Rupinder Jhaj was proposing she develop a Subway franchise in Arvin, which had nothing like it. Brar looked around town, tracked down the landlord of a building she thought might work, and filled out the paperwork to become a Subway franchisee.
Subway headquarters wasn’t convinced that Hispanics ate sandwiches, but Brar persisted. “It’ll be really great!” she told the company.
And it was. The store broke local Subway opening sales records.
That is Raji Brar, say the people in her life. To her, you can accomplish anything you put your mind (and a little elbow grease) to.
And Brar has accomplished a lot.
She is not only chief operating officer of her family’s Countryside Market & Restaurants, but the first Sikh woman elected to a California city council and a onetime member of countless community boards.
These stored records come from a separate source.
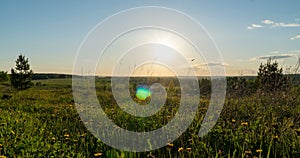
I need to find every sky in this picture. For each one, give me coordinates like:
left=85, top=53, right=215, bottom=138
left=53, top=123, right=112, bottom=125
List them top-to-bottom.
left=0, top=0, right=300, bottom=75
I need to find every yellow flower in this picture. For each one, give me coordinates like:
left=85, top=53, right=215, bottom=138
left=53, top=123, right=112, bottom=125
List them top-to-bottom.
left=242, top=122, right=248, bottom=126
left=64, top=134, right=70, bottom=137
left=167, top=143, right=174, bottom=147
left=178, top=147, right=183, bottom=152
left=94, top=153, right=102, bottom=157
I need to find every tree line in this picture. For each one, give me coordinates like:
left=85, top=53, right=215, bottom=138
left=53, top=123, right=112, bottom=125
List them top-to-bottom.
left=0, top=54, right=292, bottom=92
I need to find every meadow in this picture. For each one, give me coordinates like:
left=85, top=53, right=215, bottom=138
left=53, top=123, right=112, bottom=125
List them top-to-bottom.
left=0, top=78, right=300, bottom=158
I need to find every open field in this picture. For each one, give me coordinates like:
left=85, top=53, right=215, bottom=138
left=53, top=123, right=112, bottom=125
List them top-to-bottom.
left=0, top=78, right=300, bottom=158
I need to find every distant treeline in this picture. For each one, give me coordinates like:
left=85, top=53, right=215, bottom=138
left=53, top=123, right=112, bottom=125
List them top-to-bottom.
left=32, top=73, right=72, bottom=80
left=32, top=73, right=300, bottom=81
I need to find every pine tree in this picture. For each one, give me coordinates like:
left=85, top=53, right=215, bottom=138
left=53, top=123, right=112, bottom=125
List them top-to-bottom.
left=10, top=54, right=33, bottom=90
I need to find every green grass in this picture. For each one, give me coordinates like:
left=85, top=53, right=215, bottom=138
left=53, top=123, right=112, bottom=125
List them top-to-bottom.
left=0, top=79, right=300, bottom=158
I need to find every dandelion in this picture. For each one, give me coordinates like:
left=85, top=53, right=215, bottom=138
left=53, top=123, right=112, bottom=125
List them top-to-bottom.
left=241, top=122, right=248, bottom=126
left=64, top=134, right=70, bottom=137
left=167, top=143, right=174, bottom=147
left=178, top=147, right=183, bottom=152
left=94, top=153, right=102, bottom=157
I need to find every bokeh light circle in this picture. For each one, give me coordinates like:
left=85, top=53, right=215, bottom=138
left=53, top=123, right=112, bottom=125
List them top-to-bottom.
left=72, top=7, right=226, bottom=152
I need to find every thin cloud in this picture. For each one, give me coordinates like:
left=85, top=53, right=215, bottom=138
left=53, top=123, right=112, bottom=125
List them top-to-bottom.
left=247, top=19, right=300, bottom=30
left=261, top=19, right=275, bottom=25
left=272, top=22, right=300, bottom=27
left=247, top=24, right=263, bottom=30
left=291, top=35, right=300, bottom=40
left=289, top=50, right=300, bottom=53
left=250, top=54, right=295, bottom=61
left=193, top=62, right=229, bottom=67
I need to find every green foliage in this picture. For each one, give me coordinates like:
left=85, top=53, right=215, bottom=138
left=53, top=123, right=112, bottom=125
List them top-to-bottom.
left=10, top=54, right=33, bottom=90
left=257, top=59, right=290, bottom=92
left=0, top=71, right=9, bottom=82
left=0, top=78, right=300, bottom=158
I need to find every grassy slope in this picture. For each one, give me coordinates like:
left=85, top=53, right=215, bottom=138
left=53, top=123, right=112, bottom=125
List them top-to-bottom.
left=0, top=79, right=300, bottom=157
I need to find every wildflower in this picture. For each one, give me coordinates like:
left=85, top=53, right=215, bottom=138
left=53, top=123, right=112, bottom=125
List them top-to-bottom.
left=242, top=122, right=248, bottom=126
left=167, top=143, right=174, bottom=147
left=178, top=147, right=183, bottom=152
left=256, top=149, right=262, bottom=153
left=94, top=153, right=102, bottom=157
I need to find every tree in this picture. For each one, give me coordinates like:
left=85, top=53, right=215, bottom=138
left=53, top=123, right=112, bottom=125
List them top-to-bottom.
left=10, top=54, right=33, bottom=90
left=257, top=59, right=289, bottom=92
left=0, top=71, right=9, bottom=82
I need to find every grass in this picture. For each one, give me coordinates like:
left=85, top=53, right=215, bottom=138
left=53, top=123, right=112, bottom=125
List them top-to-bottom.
left=0, top=79, right=300, bottom=158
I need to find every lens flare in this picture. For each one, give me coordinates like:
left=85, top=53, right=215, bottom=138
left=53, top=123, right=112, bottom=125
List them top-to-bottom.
left=135, top=87, right=151, bottom=100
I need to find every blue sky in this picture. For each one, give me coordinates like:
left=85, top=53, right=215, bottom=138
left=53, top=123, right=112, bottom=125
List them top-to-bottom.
left=0, top=0, right=300, bottom=75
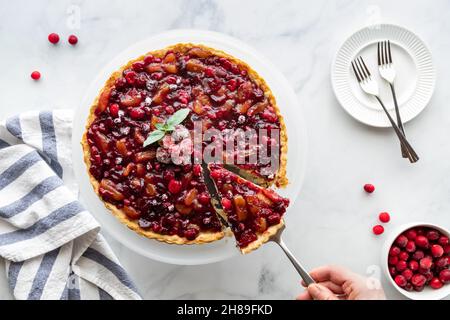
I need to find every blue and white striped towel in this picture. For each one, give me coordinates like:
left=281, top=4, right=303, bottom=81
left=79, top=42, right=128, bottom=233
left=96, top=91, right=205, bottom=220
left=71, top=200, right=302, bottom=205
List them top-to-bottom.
left=0, top=110, right=140, bottom=299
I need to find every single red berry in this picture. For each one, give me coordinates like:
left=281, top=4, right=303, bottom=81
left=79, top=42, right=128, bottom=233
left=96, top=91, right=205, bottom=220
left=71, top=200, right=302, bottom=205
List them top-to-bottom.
left=48, top=33, right=59, bottom=44
left=67, top=34, right=78, bottom=46
left=31, top=71, right=41, bottom=80
left=109, top=103, right=119, bottom=118
left=168, top=179, right=181, bottom=194
left=364, top=183, right=375, bottom=193
left=222, top=198, right=233, bottom=210
left=378, top=212, right=391, bottom=223
left=372, top=225, right=384, bottom=235
left=405, top=229, right=417, bottom=240
left=395, top=234, right=408, bottom=248
left=415, top=236, right=428, bottom=248
left=438, top=236, right=448, bottom=246
left=405, top=240, right=416, bottom=252
left=431, top=244, right=444, bottom=258
left=389, top=246, right=400, bottom=256
left=398, top=251, right=409, bottom=261
left=388, top=256, right=398, bottom=266
left=419, top=257, right=432, bottom=270
left=408, top=260, right=419, bottom=271
left=402, top=269, right=413, bottom=280
left=439, top=269, right=450, bottom=284
left=394, top=274, right=407, bottom=287
left=411, top=274, right=427, bottom=288
left=430, top=277, right=444, bottom=289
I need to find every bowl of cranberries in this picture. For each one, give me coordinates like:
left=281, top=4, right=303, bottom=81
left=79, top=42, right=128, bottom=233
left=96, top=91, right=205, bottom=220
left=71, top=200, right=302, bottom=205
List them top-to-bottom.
left=383, top=223, right=450, bottom=300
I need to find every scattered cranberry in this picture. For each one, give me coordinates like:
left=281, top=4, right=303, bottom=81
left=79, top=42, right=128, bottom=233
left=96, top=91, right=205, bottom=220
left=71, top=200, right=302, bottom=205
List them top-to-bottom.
left=48, top=33, right=59, bottom=44
left=68, top=34, right=78, bottom=46
left=31, top=71, right=41, bottom=80
left=109, top=103, right=119, bottom=118
left=168, top=179, right=182, bottom=194
left=364, top=183, right=375, bottom=193
left=378, top=212, right=391, bottom=223
left=372, top=225, right=384, bottom=235
left=395, top=234, right=408, bottom=248
left=415, top=236, right=428, bottom=248
left=405, top=240, right=416, bottom=252
left=431, top=244, right=444, bottom=258
left=389, top=246, right=401, bottom=256
left=398, top=251, right=409, bottom=261
left=419, top=257, right=432, bottom=270
left=439, top=269, right=450, bottom=284
left=411, top=274, right=427, bottom=287
left=394, top=275, right=407, bottom=287
left=430, top=277, right=444, bottom=289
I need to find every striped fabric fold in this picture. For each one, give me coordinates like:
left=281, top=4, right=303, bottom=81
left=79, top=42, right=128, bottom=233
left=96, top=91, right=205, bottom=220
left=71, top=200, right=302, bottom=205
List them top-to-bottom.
left=0, top=110, right=141, bottom=300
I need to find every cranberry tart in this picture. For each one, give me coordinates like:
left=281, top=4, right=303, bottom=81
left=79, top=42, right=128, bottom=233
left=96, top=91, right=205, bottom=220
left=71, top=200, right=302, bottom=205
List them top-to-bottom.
left=82, top=44, right=287, bottom=246
left=209, top=164, right=289, bottom=254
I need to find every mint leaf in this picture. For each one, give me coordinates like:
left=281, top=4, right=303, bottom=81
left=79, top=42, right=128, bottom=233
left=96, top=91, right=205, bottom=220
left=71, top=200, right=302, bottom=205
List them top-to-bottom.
left=166, top=108, right=191, bottom=127
left=144, top=130, right=166, bottom=148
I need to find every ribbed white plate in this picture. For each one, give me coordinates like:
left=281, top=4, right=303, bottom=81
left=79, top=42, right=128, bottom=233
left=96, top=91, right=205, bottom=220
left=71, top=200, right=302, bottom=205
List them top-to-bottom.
left=331, top=24, right=436, bottom=127
left=72, top=30, right=307, bottom=265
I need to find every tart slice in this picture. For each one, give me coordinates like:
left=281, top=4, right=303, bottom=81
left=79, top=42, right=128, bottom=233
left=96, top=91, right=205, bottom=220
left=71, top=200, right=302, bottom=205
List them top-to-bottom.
left=209, top=164, right=289, bottom=254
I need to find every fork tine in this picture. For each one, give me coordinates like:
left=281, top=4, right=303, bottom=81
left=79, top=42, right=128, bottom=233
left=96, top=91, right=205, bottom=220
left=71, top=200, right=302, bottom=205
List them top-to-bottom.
left=388, top=40, right=392, bottom=63
left=377, top=41, right=381, bottom=66
left=359, top=56, right=371, bottom=77
left=355, top=58, right=366, bottom=81
left=352, top=61, right=361, bottom=82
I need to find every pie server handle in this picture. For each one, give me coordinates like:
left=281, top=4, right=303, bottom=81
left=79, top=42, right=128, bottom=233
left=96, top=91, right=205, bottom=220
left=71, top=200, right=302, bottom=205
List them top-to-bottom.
left=270, top=226, right=315, bottom=286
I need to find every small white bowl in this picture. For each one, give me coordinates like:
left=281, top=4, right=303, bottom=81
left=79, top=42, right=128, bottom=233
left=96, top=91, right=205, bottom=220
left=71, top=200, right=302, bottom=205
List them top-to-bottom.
left=381, top=222, right=450, bottom=300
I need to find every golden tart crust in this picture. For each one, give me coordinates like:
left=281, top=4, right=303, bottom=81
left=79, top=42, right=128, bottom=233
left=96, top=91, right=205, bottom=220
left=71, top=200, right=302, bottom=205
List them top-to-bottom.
left=81, top=43, right=288, bottom=248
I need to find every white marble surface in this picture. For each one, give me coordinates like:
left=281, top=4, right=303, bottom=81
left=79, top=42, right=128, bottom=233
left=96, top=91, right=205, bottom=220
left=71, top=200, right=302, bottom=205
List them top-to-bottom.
left=0, top=0, right=450, bottom=299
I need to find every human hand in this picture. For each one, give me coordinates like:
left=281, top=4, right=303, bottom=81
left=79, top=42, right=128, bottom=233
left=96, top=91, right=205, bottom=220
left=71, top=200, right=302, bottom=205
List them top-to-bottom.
left=297, top=266, right=386, bottom=300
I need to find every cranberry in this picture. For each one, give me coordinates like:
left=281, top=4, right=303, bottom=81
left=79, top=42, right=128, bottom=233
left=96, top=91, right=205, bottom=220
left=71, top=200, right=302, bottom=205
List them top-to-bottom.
left=48, top=33, right=59, bottom=44
left=68, top=34, right=78, bottom=46
left=31, top=71, right=41, bottom=80
left=109, top=103, right=119, bottom=118
left=130, top=107, right=145, bottom=120
left=168, top=179, right=182, bottom=194
left=364, top=183, right=375, bottom=193
left=198, top=192, right=211, bottom=204
left=222, top=198, right=233, bottom=210
left=378, top=212, right=391, bottom=223
left=372, top=225, right=384, bottom=235
left=184, top=228, right=199, bottom=240
left=406, top=229, right=417, bottom=240
left=427, top=230, right=440, bottom=241
left=395, top=234, right=408, bottom=248
left=415, top=235, right=428, bottom=248
left=438, top=236, right=448, bottom=246
left=405, top=240, right=416, bottom=252
left=431, top=244, right=444, bottom=258
left=389, top=246, right=401, bottom=256
left=413, top=250, right=425, bottom=260
left=398, top=251, right=409, bottom=261
left=388, top=256, right=398, bottom=265
left=419, top=257, right=432, bottom=270
left=436, top=257, right=449, bottom=268
left=395, top=260, right=408, bottom=271
left=408, top=260, right=419, bottom=271
left=402, top=269, right=413, bottom=280
left=439, top=269, right=450, bottom=284
left=411, top=274, right=427, bottom=287
left=394, top=275, right=407, bottom=287
left=430, top=277, right=444, bottom=289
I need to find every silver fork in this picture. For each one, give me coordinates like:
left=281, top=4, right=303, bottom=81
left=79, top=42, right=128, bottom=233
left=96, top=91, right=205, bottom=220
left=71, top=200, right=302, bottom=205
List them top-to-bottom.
left=377, top=40, right=408, bottom=158
left=352, top=56, right=419, bottom=163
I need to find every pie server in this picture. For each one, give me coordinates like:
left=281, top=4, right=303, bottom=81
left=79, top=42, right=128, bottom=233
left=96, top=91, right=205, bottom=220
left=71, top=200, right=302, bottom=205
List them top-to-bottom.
left=202, top=163, right=315, bottom=286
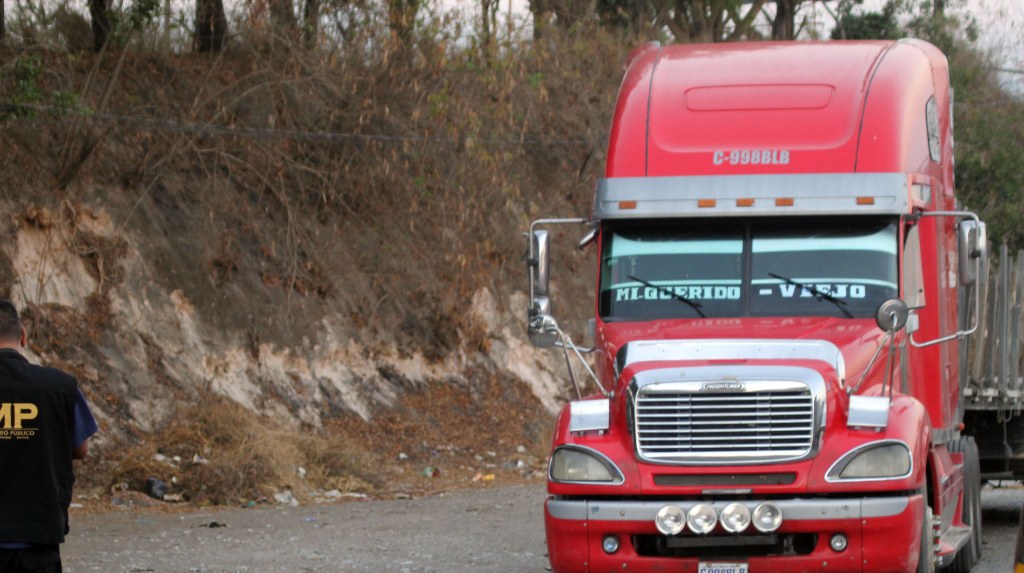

Closest to Brar’s heart is a nonprofit she started with a friend that raises money for scholarships and addresses health and abuse issues facing the local Sikh community.
She and her family are completely self-made.
Brar is the oldest child of two Punjabi Sikhs from northern India who came to the United States with nothing in the mid-1970s and first raised their children in Central Valley farm labor camps.
Her father started their company with a single gas station at Seventh Standard Road and North Chester Avenue in Oildale, and with his current wife, Gurmit Jhaj, children and in-laws has grown it one more gas station and fast food franchise at a time. They employ more than 450 people in Kern County.
“Some families like to go camping. Some like to go to the beach,” Brar said, laughing. “We like to go to work.”